While backing a restoration of the democratic, constitutional
order in Honduras, Clinton did not explicitly call for Zelaya to
return to power, saying this should be negotiated by the parties
themselves.
Some analysts wondered whether the United States may be tempering
its support for Zelaya, although Obama said he said he should
return to power.
"America supports now the restoration of the democratically-elected
president of Honduras, even though he has strongly opposed American
policies," Obama said in a speech in Russia.
"We do so not because we agree with him. We do so because we
respect the universal principle that people should choose their own
leaders, whether they are leaders we agree with or not," he
added.
The United States has repeatedly condemned the coup in Honduras,
which has a population of seven million and is the third poorest
country in the Americas after Haiti and Nicaragua.
Arguments for ouster
Defying the international pressure, Micheletti has insisted Zelaya
was legally removed. Micheletti said his interim government had
accepted Arias as a mediator, given the Costa Rican's high
profile.
But he told local radio in Tegucigalpa, "We maintain our position
that President Zelaya should not return. He committed crimes and he
must pay for them."
Micheletti's interim government says the ouster was a
constitutional transition carried out by the army and supported by
the Supreme Court because Zelaya had illegally tried to organize a
vote on changing presidential term limits.
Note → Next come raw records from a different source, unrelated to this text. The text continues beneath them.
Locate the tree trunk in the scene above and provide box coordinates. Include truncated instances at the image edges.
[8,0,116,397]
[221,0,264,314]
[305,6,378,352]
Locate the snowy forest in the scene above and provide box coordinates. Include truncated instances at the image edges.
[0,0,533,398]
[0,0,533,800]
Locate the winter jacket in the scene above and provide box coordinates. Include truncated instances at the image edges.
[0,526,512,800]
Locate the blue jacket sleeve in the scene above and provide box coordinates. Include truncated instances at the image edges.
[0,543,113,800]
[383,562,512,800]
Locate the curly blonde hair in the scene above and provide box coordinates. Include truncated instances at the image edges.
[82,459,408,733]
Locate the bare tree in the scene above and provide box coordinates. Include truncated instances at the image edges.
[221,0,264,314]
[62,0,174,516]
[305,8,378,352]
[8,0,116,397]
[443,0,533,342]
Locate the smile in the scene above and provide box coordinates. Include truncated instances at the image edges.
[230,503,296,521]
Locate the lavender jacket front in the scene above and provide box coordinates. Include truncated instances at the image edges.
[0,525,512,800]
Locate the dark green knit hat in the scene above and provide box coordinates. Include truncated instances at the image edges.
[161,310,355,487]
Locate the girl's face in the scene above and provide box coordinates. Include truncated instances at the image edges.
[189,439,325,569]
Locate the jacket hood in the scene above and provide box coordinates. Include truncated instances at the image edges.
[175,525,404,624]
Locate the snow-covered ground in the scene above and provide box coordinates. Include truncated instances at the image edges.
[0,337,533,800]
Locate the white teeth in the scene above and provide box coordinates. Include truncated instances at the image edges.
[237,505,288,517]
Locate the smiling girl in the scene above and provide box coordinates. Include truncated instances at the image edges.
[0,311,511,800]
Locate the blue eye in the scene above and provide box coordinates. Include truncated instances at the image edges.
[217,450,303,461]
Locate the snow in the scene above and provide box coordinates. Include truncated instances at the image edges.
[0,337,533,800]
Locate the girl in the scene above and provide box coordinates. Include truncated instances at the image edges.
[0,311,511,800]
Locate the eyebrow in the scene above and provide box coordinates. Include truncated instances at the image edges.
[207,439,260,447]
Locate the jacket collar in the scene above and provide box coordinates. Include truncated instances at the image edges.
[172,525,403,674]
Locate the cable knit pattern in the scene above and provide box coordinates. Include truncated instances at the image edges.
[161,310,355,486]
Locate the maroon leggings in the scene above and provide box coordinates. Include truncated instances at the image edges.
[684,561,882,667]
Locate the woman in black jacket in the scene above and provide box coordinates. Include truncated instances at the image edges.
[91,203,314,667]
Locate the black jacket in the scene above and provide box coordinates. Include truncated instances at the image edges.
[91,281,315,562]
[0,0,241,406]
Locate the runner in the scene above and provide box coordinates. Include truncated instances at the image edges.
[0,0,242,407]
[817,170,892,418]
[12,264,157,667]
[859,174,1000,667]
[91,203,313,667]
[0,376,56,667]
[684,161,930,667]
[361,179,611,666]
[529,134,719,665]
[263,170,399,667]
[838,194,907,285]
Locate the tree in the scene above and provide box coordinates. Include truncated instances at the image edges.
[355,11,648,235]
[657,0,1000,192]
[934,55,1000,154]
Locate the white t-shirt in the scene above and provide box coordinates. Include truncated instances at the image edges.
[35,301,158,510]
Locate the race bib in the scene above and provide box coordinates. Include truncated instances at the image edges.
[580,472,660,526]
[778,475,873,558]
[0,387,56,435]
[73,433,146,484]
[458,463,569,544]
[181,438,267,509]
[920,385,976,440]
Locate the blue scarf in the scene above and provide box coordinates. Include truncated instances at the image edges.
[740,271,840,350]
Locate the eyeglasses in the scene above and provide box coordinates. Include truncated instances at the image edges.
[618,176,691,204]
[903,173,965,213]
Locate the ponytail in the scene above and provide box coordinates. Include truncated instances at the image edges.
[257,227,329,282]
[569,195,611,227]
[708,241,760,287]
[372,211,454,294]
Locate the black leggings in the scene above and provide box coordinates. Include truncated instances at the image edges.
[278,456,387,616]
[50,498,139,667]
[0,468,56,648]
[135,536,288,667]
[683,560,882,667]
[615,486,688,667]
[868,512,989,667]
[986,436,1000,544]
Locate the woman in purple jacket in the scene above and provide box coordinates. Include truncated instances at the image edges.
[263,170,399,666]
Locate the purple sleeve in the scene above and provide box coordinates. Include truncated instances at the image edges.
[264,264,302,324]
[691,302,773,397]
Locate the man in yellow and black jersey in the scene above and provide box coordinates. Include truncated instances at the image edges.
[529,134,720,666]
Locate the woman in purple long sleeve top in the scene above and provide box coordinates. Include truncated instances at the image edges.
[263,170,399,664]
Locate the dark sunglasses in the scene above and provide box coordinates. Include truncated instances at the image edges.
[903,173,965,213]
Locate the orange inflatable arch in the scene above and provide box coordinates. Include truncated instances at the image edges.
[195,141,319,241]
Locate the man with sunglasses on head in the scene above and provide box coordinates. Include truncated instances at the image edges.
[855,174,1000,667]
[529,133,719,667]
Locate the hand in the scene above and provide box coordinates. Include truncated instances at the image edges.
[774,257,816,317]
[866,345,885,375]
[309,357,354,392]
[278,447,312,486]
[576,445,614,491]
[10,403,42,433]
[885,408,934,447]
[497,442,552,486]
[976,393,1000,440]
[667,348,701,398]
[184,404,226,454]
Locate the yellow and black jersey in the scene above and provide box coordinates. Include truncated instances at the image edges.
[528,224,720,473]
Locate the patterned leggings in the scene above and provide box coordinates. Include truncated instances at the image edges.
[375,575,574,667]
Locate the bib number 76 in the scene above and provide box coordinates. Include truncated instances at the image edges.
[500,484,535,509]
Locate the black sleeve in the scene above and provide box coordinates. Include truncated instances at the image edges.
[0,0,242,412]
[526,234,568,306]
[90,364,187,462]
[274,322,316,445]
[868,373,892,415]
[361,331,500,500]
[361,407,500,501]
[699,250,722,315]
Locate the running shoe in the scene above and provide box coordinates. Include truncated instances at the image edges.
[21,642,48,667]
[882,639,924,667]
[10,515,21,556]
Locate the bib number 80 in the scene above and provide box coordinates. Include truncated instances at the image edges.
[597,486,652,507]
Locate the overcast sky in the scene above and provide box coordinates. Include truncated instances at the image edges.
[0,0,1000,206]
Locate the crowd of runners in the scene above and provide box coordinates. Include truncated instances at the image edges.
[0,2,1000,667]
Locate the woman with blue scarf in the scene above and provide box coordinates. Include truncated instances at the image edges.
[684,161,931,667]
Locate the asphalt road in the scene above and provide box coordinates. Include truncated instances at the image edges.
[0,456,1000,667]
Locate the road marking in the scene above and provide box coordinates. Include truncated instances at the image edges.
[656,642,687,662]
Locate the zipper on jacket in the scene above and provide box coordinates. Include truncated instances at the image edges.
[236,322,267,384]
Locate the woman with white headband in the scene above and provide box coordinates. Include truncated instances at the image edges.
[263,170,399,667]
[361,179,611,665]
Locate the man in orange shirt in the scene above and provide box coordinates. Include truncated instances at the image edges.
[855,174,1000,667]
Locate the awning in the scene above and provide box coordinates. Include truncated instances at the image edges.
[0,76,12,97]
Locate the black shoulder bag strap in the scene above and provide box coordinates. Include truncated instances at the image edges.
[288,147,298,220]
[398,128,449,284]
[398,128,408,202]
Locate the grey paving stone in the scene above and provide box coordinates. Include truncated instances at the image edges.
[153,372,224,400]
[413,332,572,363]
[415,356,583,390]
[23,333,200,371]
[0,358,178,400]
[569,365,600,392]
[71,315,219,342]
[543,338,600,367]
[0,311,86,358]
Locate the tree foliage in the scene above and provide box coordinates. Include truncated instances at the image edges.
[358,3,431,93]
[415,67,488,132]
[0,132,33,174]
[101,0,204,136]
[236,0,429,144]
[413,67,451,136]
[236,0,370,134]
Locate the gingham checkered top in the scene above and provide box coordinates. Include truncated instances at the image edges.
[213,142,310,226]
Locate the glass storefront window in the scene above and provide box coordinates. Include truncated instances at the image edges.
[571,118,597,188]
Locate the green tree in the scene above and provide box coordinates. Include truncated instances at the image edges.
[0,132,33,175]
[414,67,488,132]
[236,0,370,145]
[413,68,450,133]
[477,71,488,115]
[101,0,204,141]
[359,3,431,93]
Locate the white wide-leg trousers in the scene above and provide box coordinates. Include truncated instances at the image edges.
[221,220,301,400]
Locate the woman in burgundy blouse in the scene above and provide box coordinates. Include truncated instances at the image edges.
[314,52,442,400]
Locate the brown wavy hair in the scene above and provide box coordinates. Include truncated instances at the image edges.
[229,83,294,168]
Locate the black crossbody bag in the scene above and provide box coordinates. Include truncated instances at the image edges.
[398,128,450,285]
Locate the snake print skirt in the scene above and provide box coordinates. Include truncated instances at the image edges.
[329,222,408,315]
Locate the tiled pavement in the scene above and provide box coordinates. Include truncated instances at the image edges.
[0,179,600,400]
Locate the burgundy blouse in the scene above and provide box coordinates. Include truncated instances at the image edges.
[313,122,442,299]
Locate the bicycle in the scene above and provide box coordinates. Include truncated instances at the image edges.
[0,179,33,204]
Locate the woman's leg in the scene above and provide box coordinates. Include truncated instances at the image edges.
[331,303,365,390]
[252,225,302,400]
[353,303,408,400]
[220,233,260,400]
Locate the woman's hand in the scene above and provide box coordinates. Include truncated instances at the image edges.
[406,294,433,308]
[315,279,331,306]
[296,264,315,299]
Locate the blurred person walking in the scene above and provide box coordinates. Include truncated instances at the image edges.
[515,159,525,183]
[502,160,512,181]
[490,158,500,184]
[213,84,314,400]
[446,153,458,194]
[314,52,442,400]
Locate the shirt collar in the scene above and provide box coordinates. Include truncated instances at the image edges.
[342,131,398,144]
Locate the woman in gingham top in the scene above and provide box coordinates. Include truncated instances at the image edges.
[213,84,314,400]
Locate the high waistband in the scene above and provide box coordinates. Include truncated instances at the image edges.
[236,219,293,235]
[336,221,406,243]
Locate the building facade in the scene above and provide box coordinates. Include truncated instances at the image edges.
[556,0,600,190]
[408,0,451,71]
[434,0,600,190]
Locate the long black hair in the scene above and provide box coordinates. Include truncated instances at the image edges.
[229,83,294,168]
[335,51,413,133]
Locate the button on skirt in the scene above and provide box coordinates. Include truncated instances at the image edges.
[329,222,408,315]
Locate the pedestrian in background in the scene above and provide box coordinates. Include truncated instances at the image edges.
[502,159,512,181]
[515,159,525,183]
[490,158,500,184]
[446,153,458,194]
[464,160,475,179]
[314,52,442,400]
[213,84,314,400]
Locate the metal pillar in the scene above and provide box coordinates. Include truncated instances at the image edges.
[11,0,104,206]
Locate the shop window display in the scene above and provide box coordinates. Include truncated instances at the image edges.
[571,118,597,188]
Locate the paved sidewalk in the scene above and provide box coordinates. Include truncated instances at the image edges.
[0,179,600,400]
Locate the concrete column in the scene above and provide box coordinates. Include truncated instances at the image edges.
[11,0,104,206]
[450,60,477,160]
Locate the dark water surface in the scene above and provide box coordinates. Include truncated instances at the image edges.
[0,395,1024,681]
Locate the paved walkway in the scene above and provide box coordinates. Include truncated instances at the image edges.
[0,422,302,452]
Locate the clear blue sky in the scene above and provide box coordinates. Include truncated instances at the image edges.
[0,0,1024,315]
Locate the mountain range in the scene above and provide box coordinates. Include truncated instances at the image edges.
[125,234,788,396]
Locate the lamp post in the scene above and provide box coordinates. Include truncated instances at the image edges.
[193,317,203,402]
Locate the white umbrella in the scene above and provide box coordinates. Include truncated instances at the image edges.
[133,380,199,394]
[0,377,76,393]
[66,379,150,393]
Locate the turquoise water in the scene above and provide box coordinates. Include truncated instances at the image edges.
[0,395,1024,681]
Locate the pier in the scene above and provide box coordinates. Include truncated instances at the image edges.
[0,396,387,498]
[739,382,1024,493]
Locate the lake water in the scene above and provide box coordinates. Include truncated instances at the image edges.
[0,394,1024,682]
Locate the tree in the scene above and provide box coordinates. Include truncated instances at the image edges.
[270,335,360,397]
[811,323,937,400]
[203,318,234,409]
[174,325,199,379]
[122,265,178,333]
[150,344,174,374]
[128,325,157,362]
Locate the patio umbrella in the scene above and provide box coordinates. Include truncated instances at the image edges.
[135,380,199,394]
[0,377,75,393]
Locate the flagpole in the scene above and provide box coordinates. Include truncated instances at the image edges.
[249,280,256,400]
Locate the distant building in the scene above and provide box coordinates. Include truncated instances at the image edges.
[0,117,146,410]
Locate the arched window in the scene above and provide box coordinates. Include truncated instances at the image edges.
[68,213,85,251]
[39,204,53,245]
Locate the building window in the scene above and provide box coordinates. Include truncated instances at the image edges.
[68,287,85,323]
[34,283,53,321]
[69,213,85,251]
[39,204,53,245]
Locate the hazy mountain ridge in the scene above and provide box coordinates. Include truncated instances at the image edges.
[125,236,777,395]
Zelaya took power in 2006 and had been due to leave office in
2010.
He had riled the country's traditional ruling elite with his
leftward shift and growing alliance with Venezuela's socialist
President Hugo Chavez.
In the Honduran capital, several thousand anti-Zelaya demonstrators
packed into a main plaza, waving blue and white national flags and
posters ridiculing Chavez, who many accused of meddling for backing
Zelaya - nicknamed Mel.
"We don't want Mel back. Those people were going to take us to
socialism," said Carlos Ramos, a teacher and retired air force
officer who was taking part in the protest.
Several thousand supporters of Zelaya led by his wife, Xiomara,
staged their own rally.
"They say there is peace in the country, but how can there be peace
if people cannot leave their neighborhoods ... if there is a
curfew, if they are suspending people's rights and the army is out
repressing the people," Xiomara Zelaya said.